You can enable JMX metrics by setting KAFKA_JMX_OPTS by one of the following methods depending on the choice of deployment:
Edit Kafka startup script, typically located at bin/kafka-run-class.sh, to include the following parameters to KAFKA_JMX_OPTS
-Djava.rmi.server.hostname=
-Dcom.sun.management.jmxremote.local.only=false
-Dcom.sun.management.jmxremote.port=
-Dcom.sun.management.jmxremote.rmi.port=
The port and the rmi.port should be set to the same value, which will allow the Splunk OpenTelemetry Connector to connect using a single port. Parameter local.only should be set to false unless you have the Otel Connector running as a sidecar or on the same instance as the host, where the host is reachable on ‘localhost’
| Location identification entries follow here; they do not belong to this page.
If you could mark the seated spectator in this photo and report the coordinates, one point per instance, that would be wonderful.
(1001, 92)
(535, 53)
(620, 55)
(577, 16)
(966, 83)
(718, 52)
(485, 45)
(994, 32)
Finally, you want to set the server.hostname as the IP address that will be used to connect to the JMX Url. If you provide the value to be “localhost” , the connection by an external service (like the Otel Connector) can only be made by specifying “localhost” in the agent config, i.e. the agent must be on the same machine or same container to access the JMX url on localhost.
For Kubernetes, since we have the Otel Connector running as a DaemonSet, it needs to connect via the Kafka Broker’s Pod IP address. Thus, we need to set the IP of the pod as the server.hostname using the Downward API. In this example, we do so by setting the Pod IP as an environment variable called ‘MY_POD_IP’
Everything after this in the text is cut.